労働力人口の減少が進み、どの企業も人手不足に悩まされている。またビジネスのグローバル化によって海外から安価で高品質な製品・サービスが流入し、競争力を持たない日本企業は苦境に立たされている。こうした事態から脱却するために必要なのは、限られたリソースを最大限に活用し、大きな成果を生み出す取り組み、すなわち「生産性向上」である。ここでは「生産性向上」の意味や人事施策につながる取り組みの進め方について解説する。

「生産性向上」が意味するものとは?

「生産性向上」とは、保有する資源を最大限に有効活用し、小さな投資で大きな成果を生み出すことを意味する。企業にとって生産性とは、「投入した経営資源(インプット)によって、どの程度の成果・価値(アウトプット)を生み出せたか」であり、次のような計算式で表現できる。

「生産性」=アウトプット÷インプット

 アウトプットは生産量・生産額や付加価値、インプットは従業員の数や労働時間などに置き換えればわかりやすい。100人の従業員が15,000個の製品を作り出しているなら、生産性は15,000÷100で150だ。もしも75人で同様の成果をあげられれば、生産性は15,000÷75で200へと向上する。あるいは100人の従業員が20,000個の製品を作り出すことができれば、生産性は20,000÷100で、やはり200ということになる。

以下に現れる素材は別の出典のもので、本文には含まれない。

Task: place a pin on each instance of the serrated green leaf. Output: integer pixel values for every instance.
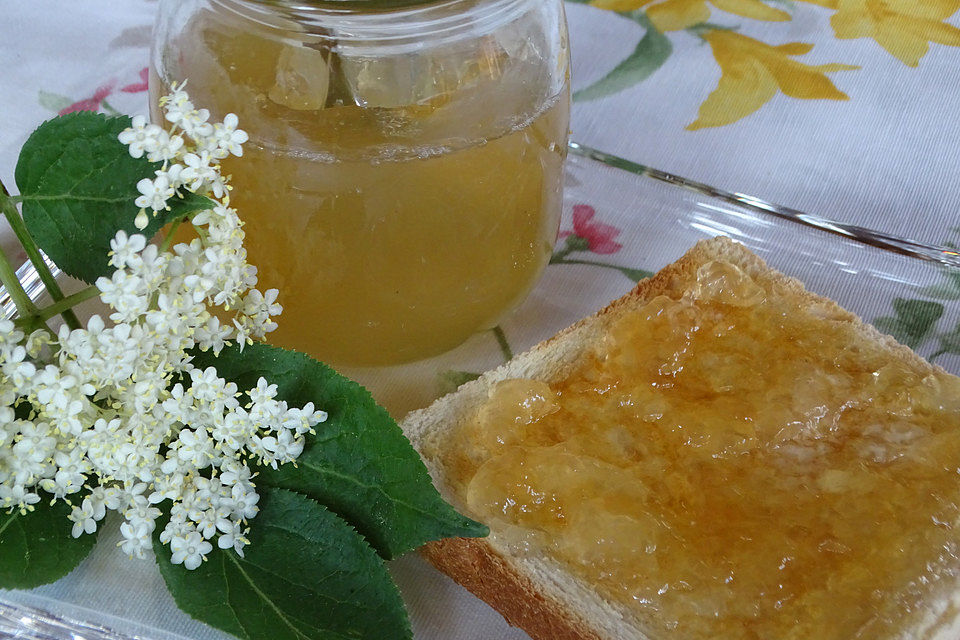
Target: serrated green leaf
(359, 464)
(649, 55)
(306, 575)
(78, 184)
(37, 547)
(914, 321)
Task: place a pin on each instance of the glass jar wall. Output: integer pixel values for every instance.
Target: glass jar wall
(402, 184)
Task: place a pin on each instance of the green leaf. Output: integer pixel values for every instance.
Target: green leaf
(305, 575)
(38, 548)
(914, 321)
(53, 101)
(359, 464)
(650, 54)
(78, 184)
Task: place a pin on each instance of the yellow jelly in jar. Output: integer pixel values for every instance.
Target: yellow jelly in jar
(396, 223)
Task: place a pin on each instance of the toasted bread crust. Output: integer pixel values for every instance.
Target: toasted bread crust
(559, 608)
(488, 575)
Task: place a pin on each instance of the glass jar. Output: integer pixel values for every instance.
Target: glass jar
(402, 182)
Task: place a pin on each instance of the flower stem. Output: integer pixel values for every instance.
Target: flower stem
(634, 274)
(67, 303)
(8, 276)
(33, 252)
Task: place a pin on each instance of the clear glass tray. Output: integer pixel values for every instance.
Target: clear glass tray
(636, 220)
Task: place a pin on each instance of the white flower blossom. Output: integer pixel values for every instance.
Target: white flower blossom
(119, 419)
(189, 550)
(154, 193)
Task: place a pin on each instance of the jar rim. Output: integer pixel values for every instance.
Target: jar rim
(362, 6)
(357, 25)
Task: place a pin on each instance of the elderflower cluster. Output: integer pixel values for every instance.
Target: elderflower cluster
(116, 418)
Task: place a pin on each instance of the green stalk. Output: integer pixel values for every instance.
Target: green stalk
(8, 276)
(67, 303)
(33, 252)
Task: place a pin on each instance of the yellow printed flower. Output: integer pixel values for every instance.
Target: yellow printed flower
(905, 28)
(752, 73)
(674, 15)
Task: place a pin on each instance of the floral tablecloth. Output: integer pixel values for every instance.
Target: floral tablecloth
(842, 108)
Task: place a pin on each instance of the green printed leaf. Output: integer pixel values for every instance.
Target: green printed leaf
(650, 54)
(635, 274)
(305, 575)
(37, 547)
(359, 464)
(947, 289)
(78, 184)
(914, 321)
(450, 380)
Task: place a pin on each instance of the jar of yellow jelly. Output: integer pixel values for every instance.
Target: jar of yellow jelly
(402, 182)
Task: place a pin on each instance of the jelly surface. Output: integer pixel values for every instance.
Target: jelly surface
(727, 464)
(394, 230)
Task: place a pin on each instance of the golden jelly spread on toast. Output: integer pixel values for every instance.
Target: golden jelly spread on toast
(731, 463)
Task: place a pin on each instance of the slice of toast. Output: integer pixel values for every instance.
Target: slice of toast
(538, 592)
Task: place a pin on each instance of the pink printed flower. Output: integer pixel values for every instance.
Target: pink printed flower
(599, 236)
(138, 87)
(92, 103)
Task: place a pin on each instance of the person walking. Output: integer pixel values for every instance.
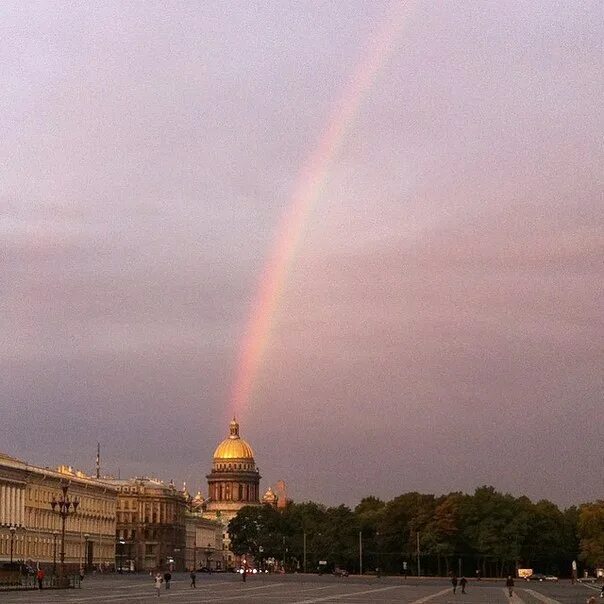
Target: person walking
(509, 583)
(157, 583)
(454, 583)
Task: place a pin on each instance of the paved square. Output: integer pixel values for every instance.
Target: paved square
(302, 589)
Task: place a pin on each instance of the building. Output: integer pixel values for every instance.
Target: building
(203, 541)
(150, 525)
(32, 530)
(234, 481)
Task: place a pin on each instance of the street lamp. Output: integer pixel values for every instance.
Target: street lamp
(54, 553)
(13, 530)
(209, 549)
(86, 538)
(122, 543)
(64, 506)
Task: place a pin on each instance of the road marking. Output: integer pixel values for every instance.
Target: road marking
(173, 594)
(590, 587)
(541, 597)
(515, 599)
(431, 596)
(351, 595)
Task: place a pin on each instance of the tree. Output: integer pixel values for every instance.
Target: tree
(257, 530)
(591, 533)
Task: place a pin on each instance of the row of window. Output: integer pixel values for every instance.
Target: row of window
(234, 466)
(37, 494)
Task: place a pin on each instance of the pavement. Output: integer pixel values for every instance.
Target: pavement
(302, 589)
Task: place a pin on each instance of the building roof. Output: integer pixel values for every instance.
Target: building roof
(233, 447)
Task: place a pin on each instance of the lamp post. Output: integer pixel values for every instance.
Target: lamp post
(86, 538)
(54, 553)
(121, 556)
(64, 506)
(208, 554)
(13, 530)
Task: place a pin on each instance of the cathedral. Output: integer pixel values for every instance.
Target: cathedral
(234, 480)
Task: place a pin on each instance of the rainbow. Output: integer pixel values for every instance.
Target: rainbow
(307, 191)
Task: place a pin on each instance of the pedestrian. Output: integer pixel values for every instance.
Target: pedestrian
(157, 583)
(509, 583)
(463, 582)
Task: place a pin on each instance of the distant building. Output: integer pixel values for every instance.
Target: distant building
(25, 495)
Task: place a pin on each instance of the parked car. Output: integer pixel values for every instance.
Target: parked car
(340, 572)
(541, 577)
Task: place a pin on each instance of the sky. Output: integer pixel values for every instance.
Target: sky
(436, 325)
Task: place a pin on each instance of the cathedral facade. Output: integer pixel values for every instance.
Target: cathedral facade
(234, 480)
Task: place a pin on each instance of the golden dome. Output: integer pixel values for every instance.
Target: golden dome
(233, 447)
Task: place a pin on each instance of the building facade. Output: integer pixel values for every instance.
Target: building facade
(203, 542)
(233, 483)
(30, 531)
(150, 528)
(234, 480)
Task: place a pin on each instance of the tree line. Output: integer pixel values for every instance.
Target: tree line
(487, 532)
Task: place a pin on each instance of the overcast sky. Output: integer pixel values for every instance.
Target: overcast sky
(440, 324)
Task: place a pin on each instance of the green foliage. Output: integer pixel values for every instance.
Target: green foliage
(591, 533)
(488, 530)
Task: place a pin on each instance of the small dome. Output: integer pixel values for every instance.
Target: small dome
(269, 496)
(233, 447)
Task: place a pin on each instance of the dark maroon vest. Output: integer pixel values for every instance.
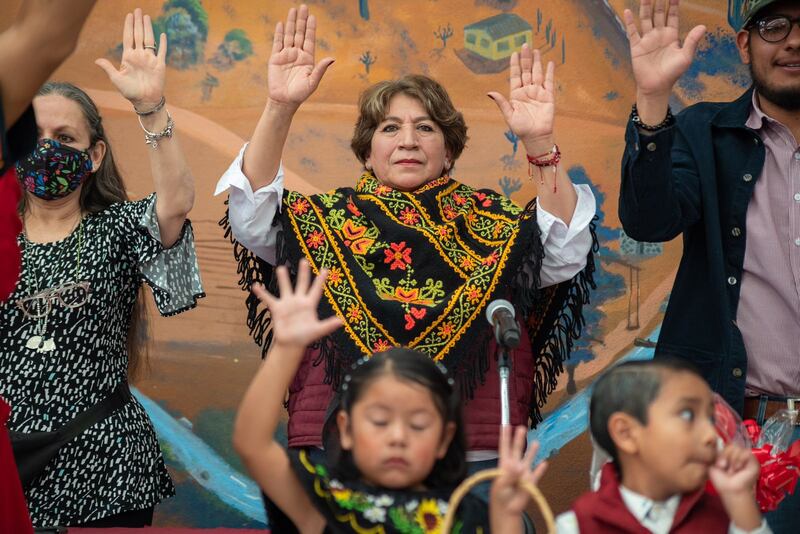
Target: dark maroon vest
(604, 511)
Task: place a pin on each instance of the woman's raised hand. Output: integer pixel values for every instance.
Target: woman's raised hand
(294, 312)
(530, 108)
(140, 77)
(657, 57)
(292, 74)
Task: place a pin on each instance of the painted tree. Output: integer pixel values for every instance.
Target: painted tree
(195, 10)
(514, 140)
(207, 86)
(236, 46)
(509, 185)
(444, 33)
(186, 24)
(368, 60)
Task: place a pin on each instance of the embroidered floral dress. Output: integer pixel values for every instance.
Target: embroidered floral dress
(58, 365)
(357, 507)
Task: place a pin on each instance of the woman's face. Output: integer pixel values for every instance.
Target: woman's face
(407, 149)
(61, 119)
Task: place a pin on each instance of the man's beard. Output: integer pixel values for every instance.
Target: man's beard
(787, 98)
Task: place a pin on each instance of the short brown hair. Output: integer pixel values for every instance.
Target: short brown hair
(373, 103)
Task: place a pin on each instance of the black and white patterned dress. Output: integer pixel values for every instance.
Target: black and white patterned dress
(115, 465)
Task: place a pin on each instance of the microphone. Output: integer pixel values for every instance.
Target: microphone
(500, 314)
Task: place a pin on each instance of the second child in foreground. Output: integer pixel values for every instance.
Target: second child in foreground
(400, 450)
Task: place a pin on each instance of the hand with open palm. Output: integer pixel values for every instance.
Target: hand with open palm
(140, 77)
(292, 74)
(657, 57)
(530, 108)
(294, 313)
(508, 496)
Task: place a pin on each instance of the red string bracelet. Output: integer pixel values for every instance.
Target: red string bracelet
(551, 158)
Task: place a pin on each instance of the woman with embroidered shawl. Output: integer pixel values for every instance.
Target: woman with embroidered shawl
(414, 256)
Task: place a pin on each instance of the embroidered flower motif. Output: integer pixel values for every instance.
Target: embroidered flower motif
(384, 501)
(473, 294)
(406, 295)
(341, 495)
(409, 215)
(353, 313)
(383, 190)
(445, 233)
(315, 239)
(398, 255)
(467, 263)
(354, 237)
(381, 345)
(334, 276)
(353, 208)
(429, 517)
(375, 514)
(300, 206)
(483, 199)
(446, 329)
(491, 259)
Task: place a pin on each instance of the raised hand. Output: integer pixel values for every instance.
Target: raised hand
(508, 497)
(530, 108)
(140, 77)
(657, 57)
(735, 471)
(294, 313)
(292, 74)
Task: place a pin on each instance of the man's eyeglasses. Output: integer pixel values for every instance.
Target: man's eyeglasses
(69, 295)
(776, 28)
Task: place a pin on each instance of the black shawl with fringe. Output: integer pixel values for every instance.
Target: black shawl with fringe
(418, 269)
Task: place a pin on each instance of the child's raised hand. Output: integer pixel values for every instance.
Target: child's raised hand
(735, 471)
(508, 497)
(294, 312)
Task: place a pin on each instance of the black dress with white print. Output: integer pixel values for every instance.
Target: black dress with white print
(69, 352)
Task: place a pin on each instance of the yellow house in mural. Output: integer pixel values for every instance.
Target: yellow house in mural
(497, 37)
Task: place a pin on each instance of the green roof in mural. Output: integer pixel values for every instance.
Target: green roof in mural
(501, 25)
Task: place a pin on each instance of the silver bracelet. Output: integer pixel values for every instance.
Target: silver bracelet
(151, 138)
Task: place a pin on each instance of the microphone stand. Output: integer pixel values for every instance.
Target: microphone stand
(504, 369)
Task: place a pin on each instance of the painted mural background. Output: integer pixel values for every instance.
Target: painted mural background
(216, 87)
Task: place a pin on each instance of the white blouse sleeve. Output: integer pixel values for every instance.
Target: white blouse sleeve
(251, 213)
(566, 247)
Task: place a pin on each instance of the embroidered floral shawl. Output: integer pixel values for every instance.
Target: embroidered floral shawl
(418, 269)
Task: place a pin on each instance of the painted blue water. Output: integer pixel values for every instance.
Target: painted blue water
(239, 492)
(570, 419)
(204, 464)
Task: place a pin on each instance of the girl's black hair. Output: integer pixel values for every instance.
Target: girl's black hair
(411, 366)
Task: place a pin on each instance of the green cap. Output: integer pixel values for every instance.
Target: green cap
(751, 7)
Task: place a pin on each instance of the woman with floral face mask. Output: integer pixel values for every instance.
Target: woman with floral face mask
(70, 335)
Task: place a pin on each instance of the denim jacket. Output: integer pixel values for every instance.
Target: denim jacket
(696, 178)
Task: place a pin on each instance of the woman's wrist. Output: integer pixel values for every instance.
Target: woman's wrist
(537, 146)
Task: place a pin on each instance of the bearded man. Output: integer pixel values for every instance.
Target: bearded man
(726, 176)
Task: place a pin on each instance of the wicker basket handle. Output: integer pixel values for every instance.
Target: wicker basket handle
(488, 474)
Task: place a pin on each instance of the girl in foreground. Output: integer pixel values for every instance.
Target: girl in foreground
(399, 449)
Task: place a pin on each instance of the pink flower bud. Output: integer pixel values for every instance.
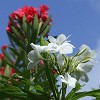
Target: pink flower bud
(4, 47)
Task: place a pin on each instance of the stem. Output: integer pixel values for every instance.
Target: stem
(63, 91)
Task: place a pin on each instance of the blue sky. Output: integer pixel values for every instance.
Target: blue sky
(80, 18)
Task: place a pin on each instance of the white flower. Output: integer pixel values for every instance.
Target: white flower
(60, 60)
(60, 44)
(34, 55)
(68, 80)
(88, 53)
(60, 39)
(65, 48)
(82, 70)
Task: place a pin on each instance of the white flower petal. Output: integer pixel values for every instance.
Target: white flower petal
(84, 77)
(61, 38)
(71, 81)
(30, 65)
(31, 55)
(52, 47)
(52, 39)
(60, 60)
(63, 79)
(85, 67)
(66, 48)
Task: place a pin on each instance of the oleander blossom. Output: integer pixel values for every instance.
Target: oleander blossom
(61, 44)
(29, 12)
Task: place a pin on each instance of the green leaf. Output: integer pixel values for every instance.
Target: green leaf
(45, 24)
(50, 80)
(8, 58)
(7, 70)
(93, 93)
(70, 95)
(24, 24)
(35, 24)
(16, 27)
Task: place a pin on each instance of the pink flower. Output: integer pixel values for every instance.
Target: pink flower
(43, 9)
(2, 70)
(4, 47)
(54, 71)
(1, 56)
(12, 71)
(29, 18)
(8, 29)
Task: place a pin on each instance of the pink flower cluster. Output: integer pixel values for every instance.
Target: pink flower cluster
(29, 13)
(2, 70)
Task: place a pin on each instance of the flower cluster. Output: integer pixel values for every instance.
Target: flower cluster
(71, 68)
(29, 13)
(2, 71)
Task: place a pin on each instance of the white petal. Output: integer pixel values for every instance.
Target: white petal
(84, 77)
(93, 54)
(85, 67)
(60, 39)
(63, 79)
(83, 47)
(31, 55)
(30, 65)
(52, 47)
(60, 60)
(66, 48)
(76, 75)
(52, 39)
(71, 81)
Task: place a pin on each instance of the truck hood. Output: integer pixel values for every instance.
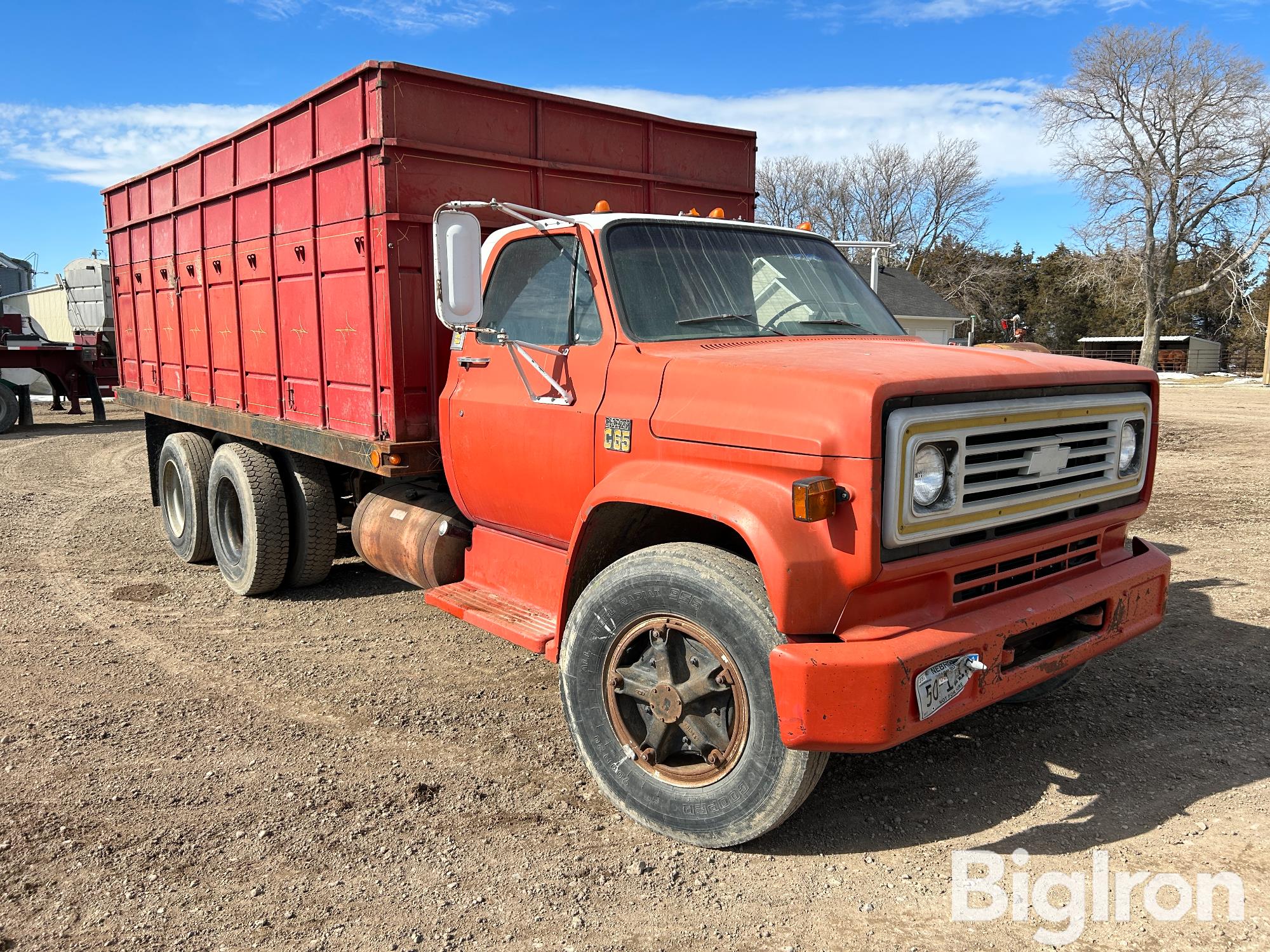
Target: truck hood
(824, 397)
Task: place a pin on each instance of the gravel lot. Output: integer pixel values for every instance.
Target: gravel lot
(347, 767)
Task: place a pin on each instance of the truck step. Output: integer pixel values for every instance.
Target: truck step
(497, 612)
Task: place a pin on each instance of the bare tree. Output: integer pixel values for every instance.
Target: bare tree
(954, 197)
(1169, 136)
(785, 186)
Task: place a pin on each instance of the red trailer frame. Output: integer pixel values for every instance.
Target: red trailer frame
(283, 274)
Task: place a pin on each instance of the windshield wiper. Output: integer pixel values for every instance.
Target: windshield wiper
(836, 321)
(747, 318)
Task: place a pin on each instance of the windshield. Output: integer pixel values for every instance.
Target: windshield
(680, 282)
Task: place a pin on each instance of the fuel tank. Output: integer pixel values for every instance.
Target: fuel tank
(412, 531)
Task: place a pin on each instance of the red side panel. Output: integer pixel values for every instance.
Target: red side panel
(223, 327)
(125, 319)
(347, 337)
(163, 277)
(192, 307)
(144, 307)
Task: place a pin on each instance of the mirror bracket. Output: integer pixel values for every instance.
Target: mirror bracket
(563, 398)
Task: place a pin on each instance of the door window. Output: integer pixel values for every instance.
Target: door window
(535, 285)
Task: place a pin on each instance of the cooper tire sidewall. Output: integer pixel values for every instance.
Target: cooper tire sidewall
(175, 456)
(740, 795)
(227, 477)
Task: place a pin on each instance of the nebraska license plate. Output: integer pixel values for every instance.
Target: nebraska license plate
(943, 682)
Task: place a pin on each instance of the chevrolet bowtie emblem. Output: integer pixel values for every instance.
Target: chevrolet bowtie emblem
(1047, 460)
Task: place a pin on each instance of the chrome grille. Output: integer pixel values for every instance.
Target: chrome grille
(1012, 464)
(1022, 569)
(1012, 461)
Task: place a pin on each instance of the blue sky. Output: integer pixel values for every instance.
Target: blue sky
(95, 95)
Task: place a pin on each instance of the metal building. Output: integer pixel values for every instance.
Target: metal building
(16, 275)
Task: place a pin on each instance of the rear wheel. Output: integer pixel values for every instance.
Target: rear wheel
(10, 408)
(247, 506)
(667, 690)
(312, 510)
(185, 464)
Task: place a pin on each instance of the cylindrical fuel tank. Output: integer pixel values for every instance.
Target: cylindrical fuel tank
(398, 529)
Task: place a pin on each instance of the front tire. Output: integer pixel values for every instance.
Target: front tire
(247, 506)
(667, 690)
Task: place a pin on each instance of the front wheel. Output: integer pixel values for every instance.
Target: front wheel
(667, 691)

 このように、インプット(労働力などの投入資源)に対するアウトプット(得られる成果)を大きくすることを「生産性向上」と呼ぶのである。

「生産性向上」の目的やメリットとは?

「生産性向上」は、近年、主に2つの理由から必要性が強く叫ばれるようになっている。

●労働力人口の減少
 総務省統計局『労働力調査』2020年版によると、日本の労働力人口(15歳以上のうち就業者と完全失業者を合わせた人口)は6868万人で、前年比18万人もの減少となった。15~64歳に限れば5946万人で、前年比34万人の減少である。

 労働力というインプットが小さくなる中で、企業はこれまで通りのアウトプットを実現しなければならない。まさに「生産性向上」が求められる時代となっているのである。

●国際的な競争力の弱化
 公益財団法人日本生産性本部の『労働生産性の国際比較2020』によれば、日本の時間あたり労働生産性は47.9ドル(約5,000円)。OECD加盟37か国中21位という低い水準で、77.0ドル(約8,000円)にも達するアメリカの約6割に過ぎない。またスイスのIMD世界競争力センターが発表した『世界競争力ランキング』2020年版で、日本は主要63か国・地域中34位。1997年以降では最低の順位を記録した。

 日本の企業は生産性が低い=価値の高いモノやサービスを生み出せていないため、国際的な競争力も喪失しているのだ。こうした状況を打破するためにも、少ない資源で価値のあるモノやサービスを生み出すこと、すなわち「生産性向上」が不可欠なのである。

「生産性向上」への取り組みは方向性と指標の決定から始める

 インプットとアウトプットに対する考え方の違いによって「生産性向上」の方向性も異なってくる。

●インプット縮小型
 現場業務の効率化やコスト削減を進めることで投入する資源(インプット)を減らす。それでいて生産量や付加価値(アウトプット)は維持することで「生産性向上」を実現する。

●インプット大幅縮小型
 不採算部門の縮小・撤退・売却、事業の統廃合、リストラなど、事業全体を整理して経営資源の投入量を大幅に縮小する。成果の減少は避けられないが、アウトプット÷インプットの値を良化させることを目指す。

●アウトプット拡大型
 インプットを維持しつつ、アウトプットを増やすことを目指す。従業員のスキルアップやDX(デジタルトランスフォーメーション)などにより、労働量・労働時間あたりの成果を最大化することが求められる。

●アウトプット大幅拡大型
 生産性の高い事業に投資を集中し、インプットを大幅に増やす。その結果としてアウトプットも大幅に増やすことを目指す。

 また何をアウトプットと考え、何をインプットとして位置づけるのかによって生産性の意味も異なってくる。主に問題とされるのは、従業員1人あたり(または労働1時間あたり)が生み出す成果で、これは「労働生産性」と呼ばれる。さらに「労働生産性」はいくつかに分類される。

●付加価値労働生産性
 生産額・売り上げから、原材料費や外注費といった原価を引いたものを「付加価値」と呼ぶ。この付加価値をアウトプットとし、それを生み出すために投入された労働力をインプットと考えるのが「付加価値労働生産性」である。

「付加価値労働生産性」=付加価値額÷労働量(労働者数や労働時間)

●物的労働生産性
 物理的な量(生産個数、生産量など)をアウトプットとして考えるのが「物的労働生産性」である。目に見える成果をアウトプットとして計算することで、労働生産性をわかりやすく示そうというものだ。